The mass protests against police brutality and for racial equity that have dominated Seattle and the nation for the past two months are like few others in American history — a sustained, daily movement, in major cities, sleepy suburbs and rural towns, with no central organizing hub, driven by social media and word-of-mouth.

Locally, the protests have already won significant policy changes. Seattle police are out of Seattle schools. Seven of nine Seattle City Council members have generally pledged to cut Seattle police funding by half. The Police Department is being stripped of some of its duties. An old city fire station will become a Black cultural center. King County has pledged to re-purpose its just-completed youth jail and close an old adult jail. The governor wants to ban police choke holds. Juneteenth will be a paid county holiday. Black Lives Matter won a significant court injunction limiting police force.

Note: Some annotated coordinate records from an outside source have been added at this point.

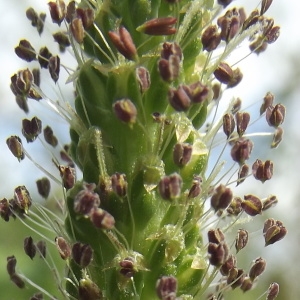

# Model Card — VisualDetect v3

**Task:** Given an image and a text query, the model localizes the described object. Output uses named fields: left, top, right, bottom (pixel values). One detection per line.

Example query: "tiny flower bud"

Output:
left=220, top=254, right=237, bottom=276
left=52, top=32, right=71, bottom=52
left=15, top=40, right=36, bottom=62
left=36, top=241, right=46, bottom=258
left=108, top=26, right=137, bottom=60
left=55, top=237, right=71, bottom=260
left=72, top=242, right=93, bottom=268
left=6, top=255, right=17, bottom=277
left=14, top=185, right=32, bottom=214
left=207, top=228, right=225, bottom=244
left=210, top=184, right=232, bottom=212
left=58, top=165, right=76, bottom=190
left=74, top=184, right=100, bottom=216
left=235, top=229, right=248, bottom=253
left=235, top=111, right=250, bottom=137
left=24, top=236, right=36, bottom=259
left=201, top=25, right=221, bottom=52
left=136, top=17, right=177, bottom=35
left=6, top=135, right=25, bottom=161
left=241, top=194, right=262, bottom=217
left=156, top=276, right=177, bottom=300
left=231, top=138, right=253, bottom=165
left=271, top=127, right=284, bottom=148
left=119, top=257, right=136, bottom=278
left=48, top=0, right=66, bottom=25
left=252, top=159, right=273, bottom=183
left=240, top=276, right=253, bottom=293
left=135, top=67, right=151, bottom=93
left=263, top=219, right=287, bottom=246
left=214, top=62, right=233, bottom=84
left=249, top=257, right=267, bottom=281
left=89, top=208, right=115, bottom=229
left=78, top=278, right=103, bottom=300
left=227, top=268, right=245, bottom=289
left=207, top=242, right=228, bottom=267
left=22, top=117, right=42, bottom=143
left=111, top=173, right=127, bottom=197
left=169, top=85, right=191, bottom=111
left=70, top=18, right=84, bottom=44
left=173, top=143, right=193, bottom=167
left=158, top=173, right=182, bottom=200
left=48, top=55, right=60, bottom=83
left=10, top=274, right=25, bottom=289
left=38, top=47, right=52, bottom=69
left=223, top=114, right=235, bottom=138
left=266, top=104, right=285, bottom=128
left=227, top=197, right=243, bottom=216
left=260, top=92, right=274, bottom=115
left=262, top=195, right=278, bottom=210
left=236, top=164, right=249, bottom=186
left=113, top=99, right=137, bottom=124
left=266, top=282, right=279, bottom=300
left=36, top=177, right=51, bottom=199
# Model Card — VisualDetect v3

There are many more. This is an incomplete list.

But activists and organizers say their work is far from done. Many of their victories remain intangible pledges. The average white family in America has 10 times the wealth of the average Black family. The wage gap between Black men and white men is as wide as it was in 1950. A Black preschooler is nearly four-times as likely to be suspended as a white preschooler.

“If you’re actually thinking about the on-the-ground conditions of Black folks in King County and around the nation, the conditions are going downward,” said Isaac Joy, an organizer with King County Equity Now, a coalition of longstanding community groups that has sprung up to try to harness the energy of the protests. “That’s incredibly important to contextualize, just to show how much more we need to do.”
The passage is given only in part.